Endemismo de Cabo Verde: Espécie endémica

Ordem: Procellariiformes

Família: Procellariidae

Descrição morfológica e identificação

A Cagarra apresenta uma plumagem castanho-acinzentada na parte dorsal, exceto as penas coberturas caudais que são mais claras.  A parte ventral é branca, contrastando com o castanho escuro das penas primárias, secundárias e retrizes. O bico é estreito, comprimido e de cor amarelo-acinzentado na base e mais escuro na ponta, que apresenta forma de gancho. A Cagarra atinge um comprimento médio de 42-47 cm, 420-540 g de peso e uma envergadura de asa de 101-112 cm (del Hoyo et al. 2019). Juvenis e adultos são morfologicamente semelhantes, e apresentam baixo dimorfismo sexual, sendo os machos ligeiramente maiores que as fêmeas.

Adulto de Cagarra

Distribuição

Reproduz-se em quase todas as ilhas de Cabo Verde, exceto no Maio e na Santa Luzia, e nos ilhéus Raso, Rabo-de-Junco e Curral Velho. Verificou-se à pouco tempo a nidificação na ilha do Fogo.
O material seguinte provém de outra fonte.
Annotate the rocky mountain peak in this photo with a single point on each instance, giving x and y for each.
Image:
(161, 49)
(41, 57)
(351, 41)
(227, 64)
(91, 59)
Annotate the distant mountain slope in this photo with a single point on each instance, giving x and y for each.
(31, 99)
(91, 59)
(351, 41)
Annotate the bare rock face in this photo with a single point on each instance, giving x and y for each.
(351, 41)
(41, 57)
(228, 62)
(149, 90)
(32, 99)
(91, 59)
Faz o ninho em buracos no chão ou cavidades rochosas que podem ser muito ou pouco profundas, estando presente em locais muito acessíveis no chão ou em zonas inacessíveis de falésias. Durante a reprodução encontra-se presente nas águas de Cabo Verde e na costa oeste africana desde o Senegal até à Mauritânia, migrando posteriormente para a América do Sul nas águas do Brasil  (González-Solís et al. 2009).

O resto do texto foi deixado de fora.